Bacteria

A key factor in the establishment of infections by most bacterial pathogens is their adherence to host epithelial cells. However, Autotransporters (ATs) are the largest group of outer membrane and secreted proteins in bacteria; and play important roles in virulence; including promoting adhesion. So, ATs share a common domain organisation; consisting of a Sec-dependent signal sequence; a passenger or α-domain and a C-terminal translocator β-domain.
However, the signal sequence and β-domain are required for transport of the α-domain; through the inner and outer membranes, respectively. So, the α-domain is the functional portion of the protein; and can drive phenotypes including cytotoxicity, aggregation, adhesion and/or invasion; features that enhance bacterial virulence, colonisation, biofilm formation, persistence and resistance; to host innate defence mechanisms.

A significant step forward for new anti-microbial development

However, in an era of increasing antimicrobial resistance; a greater understanding of the mechanisms by which ATs augment bacterial pathogenesis; is required if we are to develop new strategies; to combat infections caused by multidrug-resistant pathogens. So, the discovery, published in Nature Communications by researchers from La Trobe University and the University of Queensland, provides details on how proteins in the outer membrane of bacteria — the bacteria’s ‘superglue’ — are able to stick to and populate parts of the human body.
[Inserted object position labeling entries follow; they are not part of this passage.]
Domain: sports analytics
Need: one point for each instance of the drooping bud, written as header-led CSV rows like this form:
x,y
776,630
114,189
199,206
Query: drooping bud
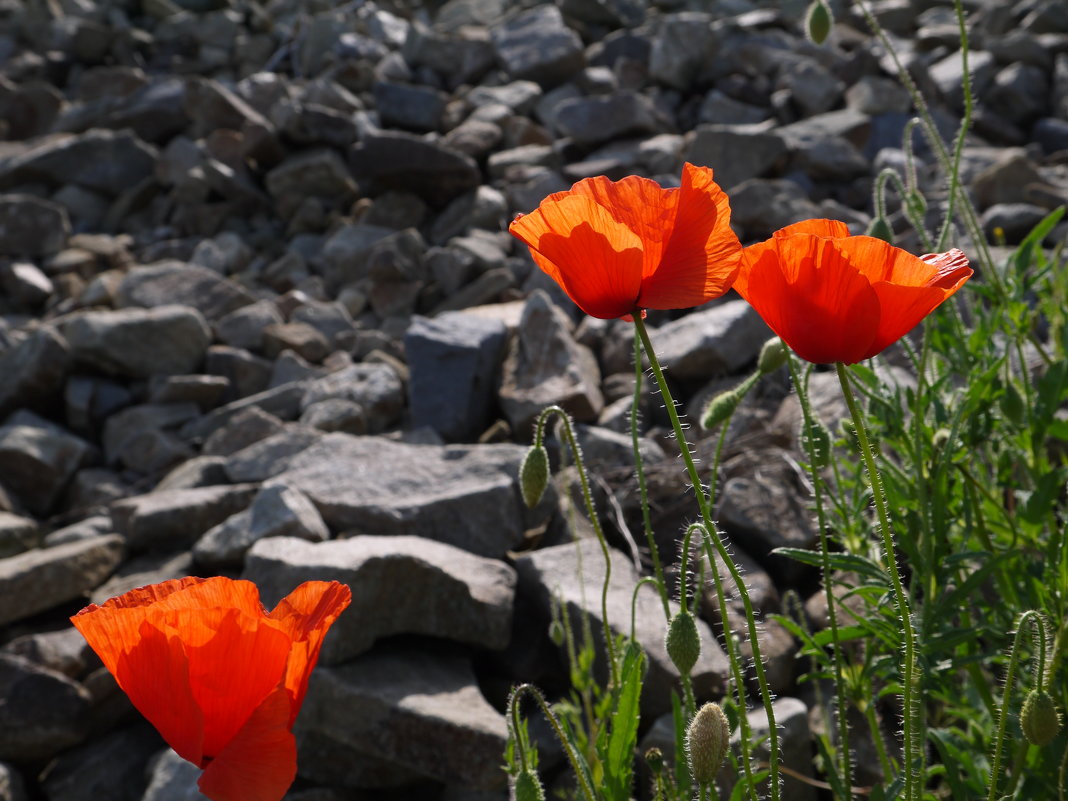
x,y
819,439
879,228
720,408
1039,718
682,642
818,21
707,740
528,787
534,474
772,356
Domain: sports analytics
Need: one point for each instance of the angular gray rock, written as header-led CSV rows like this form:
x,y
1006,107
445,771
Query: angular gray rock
x,y
174,518
139,343
402,707
453,360
460,597
575,574
721,340
45,578
276,512
545,366
462,496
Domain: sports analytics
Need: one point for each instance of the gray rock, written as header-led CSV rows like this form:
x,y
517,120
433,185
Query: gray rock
x,y
175,518
453,360
139,342
174,282
45,578
44,711
110,766
105,161
545,366
271,455
721,340
575,572
735,152
398,160
32,226
37,459
375,388
17,534
276,512
594,120
464,496
398,706
536,45
34,370
461,597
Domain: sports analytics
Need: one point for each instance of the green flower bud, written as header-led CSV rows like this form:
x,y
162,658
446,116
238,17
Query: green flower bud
x,y
880,230
720,408
820,438
818,21
707,739
655,758
1039,718
772,356
528,787
1011,404
534,474
684,642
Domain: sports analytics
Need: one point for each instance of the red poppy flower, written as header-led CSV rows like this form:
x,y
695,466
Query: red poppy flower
x,y
220,678
618,247
838,298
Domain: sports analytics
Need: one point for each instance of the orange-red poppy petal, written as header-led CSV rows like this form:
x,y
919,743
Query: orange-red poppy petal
x,y
702,256
602,256
305,614
809,294
260,763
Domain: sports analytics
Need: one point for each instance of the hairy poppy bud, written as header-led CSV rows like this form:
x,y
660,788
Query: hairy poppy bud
x,y
707,740
1039,718
818,21
817,435
772,356
720,408
534,474
684,642
528,787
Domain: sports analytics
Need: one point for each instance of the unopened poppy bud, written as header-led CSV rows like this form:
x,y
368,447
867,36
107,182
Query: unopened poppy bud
x,y
684,642
528,787
1039,718
880,229
720,408
655,758
556,632
707,740
772,356
818,439
534,474
818,21
1011,404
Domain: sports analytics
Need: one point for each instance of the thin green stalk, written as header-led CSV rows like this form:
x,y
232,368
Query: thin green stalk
x,y
594,520
658,569
712,534
913,762
817,483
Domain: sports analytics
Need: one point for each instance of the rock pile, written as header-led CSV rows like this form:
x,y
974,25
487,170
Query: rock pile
x,y
260,317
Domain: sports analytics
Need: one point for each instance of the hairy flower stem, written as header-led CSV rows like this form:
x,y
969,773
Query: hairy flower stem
x,y
1038,622
845,765
594,520
658,569
712,538
913,754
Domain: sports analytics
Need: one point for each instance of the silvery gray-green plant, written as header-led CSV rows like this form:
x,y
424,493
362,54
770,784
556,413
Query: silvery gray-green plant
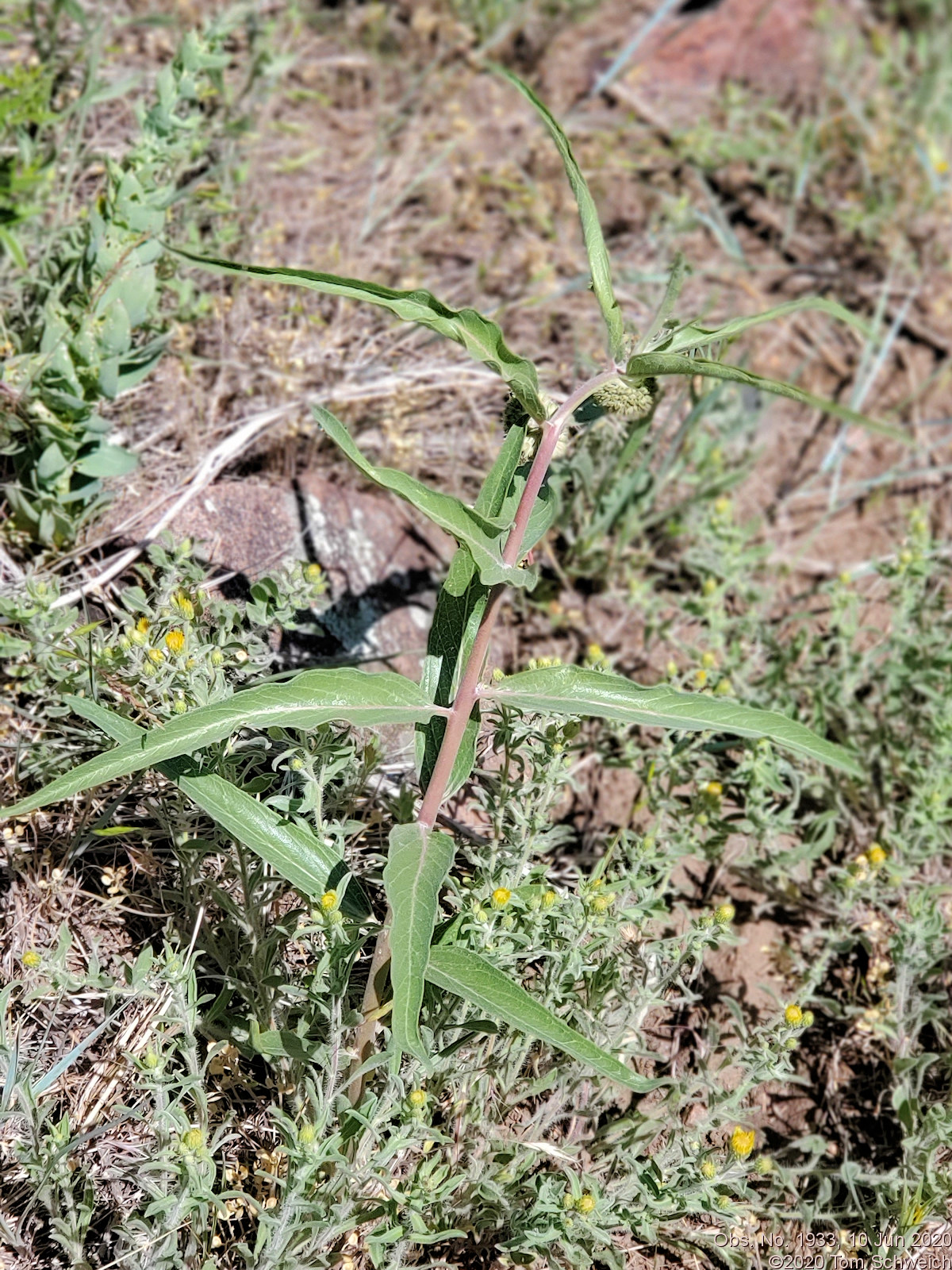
x,y
90,329
513,511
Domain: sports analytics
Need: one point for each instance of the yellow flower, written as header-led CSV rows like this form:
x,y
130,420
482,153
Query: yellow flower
x,y
743,1142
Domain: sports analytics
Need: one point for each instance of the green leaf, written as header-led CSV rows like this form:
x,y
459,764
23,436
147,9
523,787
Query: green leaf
x,y
469,976
418,864
590,229
575,691
300,856
693,336
310,698
107,461
480,337
479,533
644,365
676,281
460,607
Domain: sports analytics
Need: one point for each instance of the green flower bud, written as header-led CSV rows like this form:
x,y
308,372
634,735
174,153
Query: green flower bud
x,y
620,397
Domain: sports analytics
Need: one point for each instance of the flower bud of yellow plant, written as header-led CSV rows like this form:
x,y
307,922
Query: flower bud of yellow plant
x,y
184,605
192,1140
743,1142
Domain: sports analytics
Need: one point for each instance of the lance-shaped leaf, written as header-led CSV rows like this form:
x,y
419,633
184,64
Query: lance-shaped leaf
x,y
644,365
310,698
300,856
418,864
480,337
460,607
573,690
482,535
590,229
471,977
695,336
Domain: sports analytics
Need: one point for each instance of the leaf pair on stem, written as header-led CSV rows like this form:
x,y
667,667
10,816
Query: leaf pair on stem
x,y
513,511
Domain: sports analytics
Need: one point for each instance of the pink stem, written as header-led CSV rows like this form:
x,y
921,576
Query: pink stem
x,y
469,685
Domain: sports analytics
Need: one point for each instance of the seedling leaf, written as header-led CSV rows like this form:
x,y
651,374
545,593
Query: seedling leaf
x,y
310,698
471,977
590,228
300,856
644,365
573,690
418,864
482,535
480,337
However, this new information paves the way for the development of innovative treatments for preventing and curing infections, in what could be a significant step forward for new anti-microbial development. So, the study focused on UpaB — the superglue protein of a pathogen known to cause urinary tract infections within 50 per cent of women within their lifetime.

Similar proteins are found in the outer membrane of other pathogens responsible for infections ranging from life-threatening food poisoning to whooping cough, meningitis, typhus fever and chlamydia. Lead researcher at La Trobe University, Dr Begoña Heras, said the study provides unprecedented fundamental science that could inform future solutions to the world health crisis in antibiotic resistance.

Bacteria’s protein gives us the ability to block the bacteria

“The knowledge we now have on this bacteria’s protein; gives us the ability to block the bacteria sticking to different parts of the human body,” said Dr Heras. “Antibiotic resistance is an urgent, global problem and this information gives us an important opportunity to develop new anti-microbial treatments. Naturally, this is the next step for this research.”

La Trobe researcher Dr Jason Paxman added that there is a flip-side to these bacterial proteins in that they could be harnessed for good. “There is nothing like these bacterial proteins in modern medicine; bacteria have had thousands of years to develop these adhesive proteins,” Dr Paxman said in conclusion. “These findings could open up new opportunities such as delivering targeted therapies to parts of the human body, which could even help in the fight against cancer down the line.”